Russian Foreign Minister Sergei Lavrov has suggested his country could send a small contingent of military personnel to monitor the handover of Syrian chemical weapons to international observers.
Under the terms of a Russian-brokered deal, the Syrian regime of Bashar al-Assad would avoid western military strikes in response to a chemical weapons attack in the suburbs of Damascus which killed more than 1,000 people, by agreeing to hand over its entire chemical arsenal to international monitors. Following a comprehensive handover, the weapons would then be destroyed.
According to the BBC, in an interview with the pro-Kremlin First Channel, Lavrov suggested that Arab and Turkish personnel could also play an active part in such a mission.

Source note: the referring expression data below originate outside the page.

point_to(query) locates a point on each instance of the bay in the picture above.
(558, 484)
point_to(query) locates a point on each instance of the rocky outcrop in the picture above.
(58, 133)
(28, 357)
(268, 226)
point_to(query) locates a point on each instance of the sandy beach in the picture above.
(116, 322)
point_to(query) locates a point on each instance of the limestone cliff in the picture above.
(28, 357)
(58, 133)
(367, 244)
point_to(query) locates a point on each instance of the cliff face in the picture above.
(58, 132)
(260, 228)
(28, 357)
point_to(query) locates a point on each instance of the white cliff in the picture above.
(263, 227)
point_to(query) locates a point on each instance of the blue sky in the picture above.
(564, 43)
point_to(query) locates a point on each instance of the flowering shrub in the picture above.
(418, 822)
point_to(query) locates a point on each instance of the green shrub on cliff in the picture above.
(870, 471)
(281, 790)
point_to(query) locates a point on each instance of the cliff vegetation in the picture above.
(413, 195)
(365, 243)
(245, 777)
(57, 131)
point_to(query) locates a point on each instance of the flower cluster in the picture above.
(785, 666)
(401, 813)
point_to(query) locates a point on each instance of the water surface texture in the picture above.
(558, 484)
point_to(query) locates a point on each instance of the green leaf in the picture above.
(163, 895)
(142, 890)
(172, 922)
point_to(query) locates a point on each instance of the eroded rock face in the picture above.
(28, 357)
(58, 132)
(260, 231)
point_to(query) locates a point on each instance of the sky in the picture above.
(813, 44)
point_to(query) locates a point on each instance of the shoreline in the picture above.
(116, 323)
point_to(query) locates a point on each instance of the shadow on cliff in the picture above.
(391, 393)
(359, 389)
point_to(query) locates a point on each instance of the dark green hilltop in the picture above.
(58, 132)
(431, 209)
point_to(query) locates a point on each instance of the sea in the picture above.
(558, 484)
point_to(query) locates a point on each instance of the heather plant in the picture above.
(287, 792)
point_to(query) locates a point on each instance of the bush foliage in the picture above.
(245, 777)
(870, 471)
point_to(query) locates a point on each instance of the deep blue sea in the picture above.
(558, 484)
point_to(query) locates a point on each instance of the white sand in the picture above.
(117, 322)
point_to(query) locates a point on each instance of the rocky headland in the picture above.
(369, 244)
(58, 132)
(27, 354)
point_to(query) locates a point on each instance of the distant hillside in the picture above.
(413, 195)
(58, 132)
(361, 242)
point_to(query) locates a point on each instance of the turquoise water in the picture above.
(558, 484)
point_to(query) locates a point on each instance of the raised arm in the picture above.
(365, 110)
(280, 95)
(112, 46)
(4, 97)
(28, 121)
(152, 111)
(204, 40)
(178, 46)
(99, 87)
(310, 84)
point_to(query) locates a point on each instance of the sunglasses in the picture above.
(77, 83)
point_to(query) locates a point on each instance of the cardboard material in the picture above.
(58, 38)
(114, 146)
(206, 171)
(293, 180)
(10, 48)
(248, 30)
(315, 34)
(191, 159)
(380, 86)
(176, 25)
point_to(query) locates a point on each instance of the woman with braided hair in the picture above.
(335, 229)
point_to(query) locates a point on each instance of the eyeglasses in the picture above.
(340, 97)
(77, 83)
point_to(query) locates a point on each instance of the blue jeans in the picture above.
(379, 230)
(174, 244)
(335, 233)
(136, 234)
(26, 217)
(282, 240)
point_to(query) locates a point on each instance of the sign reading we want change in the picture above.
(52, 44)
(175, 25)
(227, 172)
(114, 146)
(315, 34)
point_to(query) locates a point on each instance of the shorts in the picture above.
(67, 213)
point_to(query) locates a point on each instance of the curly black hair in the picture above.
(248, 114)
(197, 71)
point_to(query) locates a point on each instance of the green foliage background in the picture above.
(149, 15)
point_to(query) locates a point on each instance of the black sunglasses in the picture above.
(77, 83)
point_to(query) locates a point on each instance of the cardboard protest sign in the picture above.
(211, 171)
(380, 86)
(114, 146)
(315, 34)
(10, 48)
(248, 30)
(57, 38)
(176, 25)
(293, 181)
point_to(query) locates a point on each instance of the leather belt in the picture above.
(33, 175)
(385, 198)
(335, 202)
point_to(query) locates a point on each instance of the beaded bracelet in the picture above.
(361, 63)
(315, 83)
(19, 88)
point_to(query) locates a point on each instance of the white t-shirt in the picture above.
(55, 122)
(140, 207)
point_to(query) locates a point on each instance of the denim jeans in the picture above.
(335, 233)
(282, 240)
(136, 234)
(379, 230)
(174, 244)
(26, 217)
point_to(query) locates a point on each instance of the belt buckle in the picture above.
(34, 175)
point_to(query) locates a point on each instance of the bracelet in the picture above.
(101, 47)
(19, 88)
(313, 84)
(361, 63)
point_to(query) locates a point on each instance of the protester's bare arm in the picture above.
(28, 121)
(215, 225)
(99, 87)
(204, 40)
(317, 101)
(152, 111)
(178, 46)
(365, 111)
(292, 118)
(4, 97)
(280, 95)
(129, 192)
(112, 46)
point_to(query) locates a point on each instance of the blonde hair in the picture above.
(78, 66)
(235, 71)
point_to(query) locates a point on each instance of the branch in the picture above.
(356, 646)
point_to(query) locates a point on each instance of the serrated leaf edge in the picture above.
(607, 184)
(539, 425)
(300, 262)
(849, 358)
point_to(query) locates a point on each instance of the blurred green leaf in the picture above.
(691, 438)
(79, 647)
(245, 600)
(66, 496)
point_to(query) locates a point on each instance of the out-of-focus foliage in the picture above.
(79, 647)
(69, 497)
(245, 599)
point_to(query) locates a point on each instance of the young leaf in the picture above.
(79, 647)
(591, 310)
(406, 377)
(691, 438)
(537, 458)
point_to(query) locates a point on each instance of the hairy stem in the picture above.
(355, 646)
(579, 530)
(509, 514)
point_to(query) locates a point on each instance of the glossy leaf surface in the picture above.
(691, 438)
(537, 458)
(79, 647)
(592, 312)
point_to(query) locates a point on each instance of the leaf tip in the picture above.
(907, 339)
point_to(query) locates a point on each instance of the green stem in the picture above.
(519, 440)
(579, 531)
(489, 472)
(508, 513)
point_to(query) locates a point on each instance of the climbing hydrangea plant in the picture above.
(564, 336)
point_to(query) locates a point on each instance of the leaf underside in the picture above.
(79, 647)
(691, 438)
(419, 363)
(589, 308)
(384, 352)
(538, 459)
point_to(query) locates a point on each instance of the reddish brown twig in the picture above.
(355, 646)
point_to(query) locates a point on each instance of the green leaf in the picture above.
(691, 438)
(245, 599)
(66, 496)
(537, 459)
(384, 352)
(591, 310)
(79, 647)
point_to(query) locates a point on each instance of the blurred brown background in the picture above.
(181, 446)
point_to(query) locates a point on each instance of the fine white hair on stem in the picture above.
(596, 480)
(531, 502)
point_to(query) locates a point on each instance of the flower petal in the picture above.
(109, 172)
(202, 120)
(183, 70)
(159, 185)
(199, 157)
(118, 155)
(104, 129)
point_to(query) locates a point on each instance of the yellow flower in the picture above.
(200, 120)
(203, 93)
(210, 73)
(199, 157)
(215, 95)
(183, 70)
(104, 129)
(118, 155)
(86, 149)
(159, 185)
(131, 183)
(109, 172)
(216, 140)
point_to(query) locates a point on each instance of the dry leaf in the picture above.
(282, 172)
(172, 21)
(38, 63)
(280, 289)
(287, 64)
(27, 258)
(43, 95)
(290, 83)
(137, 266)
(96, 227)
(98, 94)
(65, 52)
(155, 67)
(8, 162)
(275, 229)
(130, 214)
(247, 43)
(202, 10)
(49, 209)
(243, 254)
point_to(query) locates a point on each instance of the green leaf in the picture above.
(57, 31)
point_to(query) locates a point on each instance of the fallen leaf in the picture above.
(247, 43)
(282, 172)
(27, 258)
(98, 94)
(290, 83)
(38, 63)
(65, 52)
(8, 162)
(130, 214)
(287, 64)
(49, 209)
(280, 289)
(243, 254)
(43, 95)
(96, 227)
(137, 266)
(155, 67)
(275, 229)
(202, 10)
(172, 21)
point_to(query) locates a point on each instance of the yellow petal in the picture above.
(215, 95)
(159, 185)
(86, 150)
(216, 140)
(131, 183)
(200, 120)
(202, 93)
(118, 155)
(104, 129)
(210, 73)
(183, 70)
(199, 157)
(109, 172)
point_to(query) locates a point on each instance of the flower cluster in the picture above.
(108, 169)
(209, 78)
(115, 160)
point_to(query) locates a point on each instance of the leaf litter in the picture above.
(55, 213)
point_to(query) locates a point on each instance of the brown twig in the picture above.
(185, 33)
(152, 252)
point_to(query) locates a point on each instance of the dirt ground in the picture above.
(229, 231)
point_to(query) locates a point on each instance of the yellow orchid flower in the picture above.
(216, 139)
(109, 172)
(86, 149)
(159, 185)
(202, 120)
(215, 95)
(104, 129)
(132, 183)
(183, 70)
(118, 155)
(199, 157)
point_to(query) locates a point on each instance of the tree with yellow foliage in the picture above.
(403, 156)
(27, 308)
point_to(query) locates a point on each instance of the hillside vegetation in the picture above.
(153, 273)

It comes just days after the Organization for the Prohibition of Chemical Weapons (OPCW) confirmed that the Assad regime had met a Friday deadline to hand over data concerning its chemical weapons stockpile. The Russian government had previously warned it could remove its support for Assad if he did not comply fully with the terms of the deal.
The Kremlin has stood firmly behind the Syrian government throughout the two and a half year civil war which has killed at least 100,000 people. Apart from military hardware, the Russian government also provides Damascus with crucial diplomatic support, particularly within the United Nations Security Council, where it wields veto powers along with another key Syrian ally, China.
Lavrov's involvement in the recent crisis over chemical weapons use in Syria has become increasingly high profile. The Russian deal - which Lavrov himself initiated - has been seen as a clever piece of political maneuvering by the Russian Foreign Minister, offering Washington a way out of an increasingly embarrassing volt-face and simultaneously bolstering Russia's role in mediating a solution to the conflict.
In the interview, Lavrov also took the opportunity to blast "arrogant" western nations for putting the chemical weapons deal in "jeopardy" by insisting on foreign intervention. He claimed western states were "blinded" by their fixation on imposing a regime change in Syria.